By the end of the novel, several characters have died and others still struggle to adapt to a world where their Soviet-era identities have been subsumed by a new state, a market economy, and constant technological change. As Mutt stated in a 2018 interview:

"Back in the Soviet era everyone knew who you were, they knew your face. It was an age with no mass media, and to be a writer was to be a celebrity in an age of no celebrity. ... The numbers for some of the books I published in the 1980s were astonishing—40,000 copies sold, a million people or more reading my work. But I'm still suspicious of these numbers, which seemed unlikely then and, frankly, impossible to conceive of today."

== Historical references ==

"The Cavemen Chronicle" is set firmly within the historical context of the last half-century in Estonia, but major events of the period are often mentioned briefly, if at all.

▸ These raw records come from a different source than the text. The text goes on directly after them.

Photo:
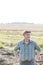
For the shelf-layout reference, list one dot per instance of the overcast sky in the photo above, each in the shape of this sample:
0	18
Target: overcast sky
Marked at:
21	11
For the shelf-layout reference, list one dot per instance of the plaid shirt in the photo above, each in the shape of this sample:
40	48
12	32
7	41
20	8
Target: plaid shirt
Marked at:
27	51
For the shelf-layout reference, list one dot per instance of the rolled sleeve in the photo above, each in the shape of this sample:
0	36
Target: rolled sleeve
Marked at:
37	47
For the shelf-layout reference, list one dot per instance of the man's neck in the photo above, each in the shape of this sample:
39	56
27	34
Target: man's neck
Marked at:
27	41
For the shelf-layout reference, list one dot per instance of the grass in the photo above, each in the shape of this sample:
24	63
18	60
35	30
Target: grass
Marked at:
10	38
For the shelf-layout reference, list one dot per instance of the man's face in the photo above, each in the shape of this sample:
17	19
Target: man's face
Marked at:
27	36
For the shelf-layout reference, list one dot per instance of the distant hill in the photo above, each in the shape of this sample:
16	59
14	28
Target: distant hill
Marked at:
21	26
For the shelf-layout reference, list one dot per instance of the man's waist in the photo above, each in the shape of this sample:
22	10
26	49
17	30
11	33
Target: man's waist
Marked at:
28	60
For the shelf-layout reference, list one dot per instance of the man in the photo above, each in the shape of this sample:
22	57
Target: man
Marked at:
27	49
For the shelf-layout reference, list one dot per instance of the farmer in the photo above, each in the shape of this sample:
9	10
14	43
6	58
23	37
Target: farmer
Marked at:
27	49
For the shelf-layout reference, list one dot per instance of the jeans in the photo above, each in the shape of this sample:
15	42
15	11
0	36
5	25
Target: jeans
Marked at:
28	63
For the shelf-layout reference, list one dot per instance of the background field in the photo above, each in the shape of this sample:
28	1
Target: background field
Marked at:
10	34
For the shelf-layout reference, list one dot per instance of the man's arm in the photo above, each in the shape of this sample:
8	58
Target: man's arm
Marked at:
16	48
37	47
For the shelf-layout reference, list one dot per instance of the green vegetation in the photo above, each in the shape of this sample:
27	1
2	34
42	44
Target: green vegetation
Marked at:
10	38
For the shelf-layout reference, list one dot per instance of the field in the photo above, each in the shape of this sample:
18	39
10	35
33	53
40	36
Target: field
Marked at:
10	34
9	39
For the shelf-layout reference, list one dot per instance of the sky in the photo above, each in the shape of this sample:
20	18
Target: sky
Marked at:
21	11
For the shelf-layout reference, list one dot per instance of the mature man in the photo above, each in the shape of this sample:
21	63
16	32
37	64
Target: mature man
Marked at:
27	49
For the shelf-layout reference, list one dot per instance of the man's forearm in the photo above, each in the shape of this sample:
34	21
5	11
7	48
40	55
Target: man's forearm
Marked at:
16	54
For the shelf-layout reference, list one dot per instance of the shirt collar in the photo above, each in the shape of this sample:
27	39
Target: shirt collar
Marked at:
28	43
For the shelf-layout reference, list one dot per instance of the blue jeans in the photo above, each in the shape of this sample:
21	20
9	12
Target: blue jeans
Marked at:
28	63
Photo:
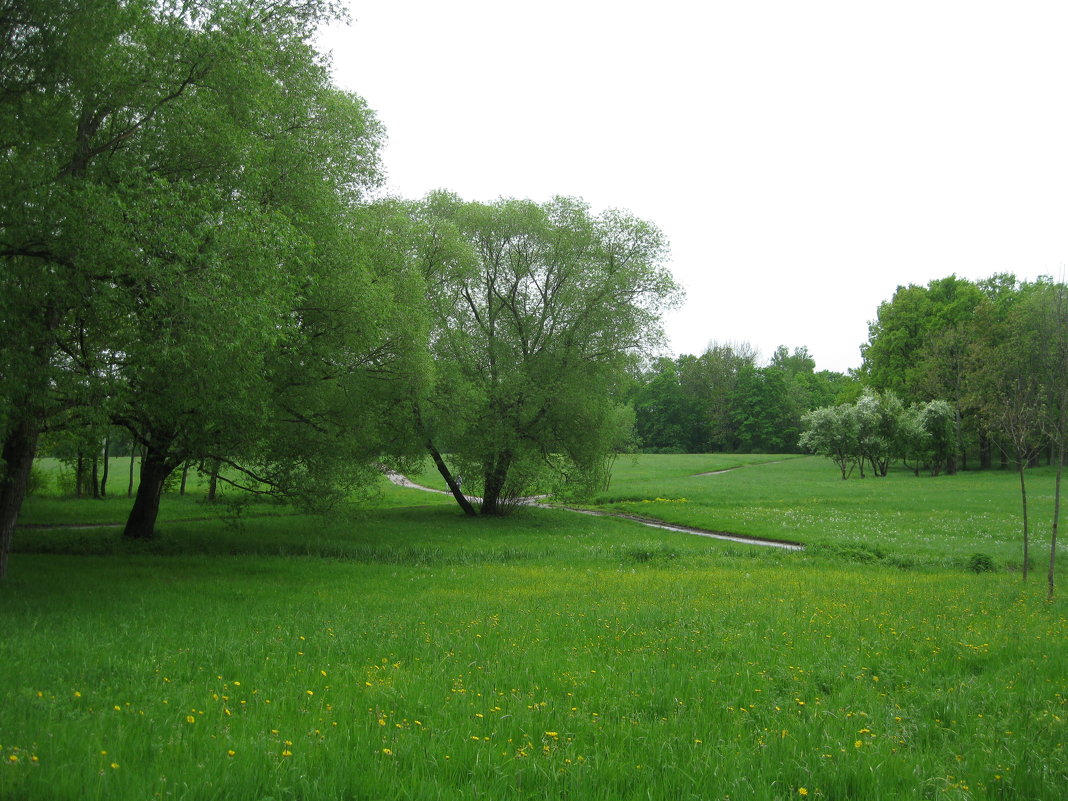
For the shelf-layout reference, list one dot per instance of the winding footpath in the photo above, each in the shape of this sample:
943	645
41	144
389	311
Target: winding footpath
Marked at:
402	481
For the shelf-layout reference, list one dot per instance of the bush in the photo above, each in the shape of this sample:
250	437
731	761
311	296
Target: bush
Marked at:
980	563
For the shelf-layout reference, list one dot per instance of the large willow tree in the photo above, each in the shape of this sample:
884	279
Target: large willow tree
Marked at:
537	311
182	197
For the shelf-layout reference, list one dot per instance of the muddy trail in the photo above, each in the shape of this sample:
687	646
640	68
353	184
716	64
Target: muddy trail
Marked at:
402	481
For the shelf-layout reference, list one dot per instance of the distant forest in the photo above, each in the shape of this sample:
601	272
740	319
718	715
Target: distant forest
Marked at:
993	351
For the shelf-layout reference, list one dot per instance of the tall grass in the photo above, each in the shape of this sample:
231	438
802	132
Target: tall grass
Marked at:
406	652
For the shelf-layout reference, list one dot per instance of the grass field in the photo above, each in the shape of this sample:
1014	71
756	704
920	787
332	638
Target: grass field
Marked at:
405	652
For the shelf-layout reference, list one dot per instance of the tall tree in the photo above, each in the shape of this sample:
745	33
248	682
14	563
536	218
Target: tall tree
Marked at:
537	310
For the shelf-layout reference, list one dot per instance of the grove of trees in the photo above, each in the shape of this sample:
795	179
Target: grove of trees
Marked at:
194	262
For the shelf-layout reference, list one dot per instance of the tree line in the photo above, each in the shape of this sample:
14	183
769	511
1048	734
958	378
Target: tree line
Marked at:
195	254
725	401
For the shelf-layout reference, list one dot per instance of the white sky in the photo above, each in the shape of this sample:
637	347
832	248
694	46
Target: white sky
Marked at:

One exception is the Estonian Song Festival of September 1988 (the novel places the event in August), which comprises much of the third section of the book. The event, organized by opponents of the Soviet occupation, attracted more than 100,000 people to the Song Festival Grounds outside Tallinn, where traditional and patriotic Estonian songs were performed in defiance of Soviet prohibitions. The moment is considered one of the landmarks of civil disobedience during the Baltics uprising. In the novel, however, the event is used in part for comedic effect, as the principal characters spend several pages debating whether to go to the festival grounds and perhaps witness history in the making, or alternatively to stay away, continue drinking, and merely lie to everyone later by claiming they had, in fact, been at the event.

Some reviews have suggested that Mutt's novel is highly autobiographical and that many of the characters are based on real-life individuals. At least one, Estonian author and theater director Mati Unt, appears as himself.

The Cave, the tavern around which most of the book's plot revolves, is based on an actual underground nightclub in Tallinn, the KuKu Club.

== Awards ==
"The Cavemen Chronicle" won the Virumaa Literature Prize for the best historical novel in 2013.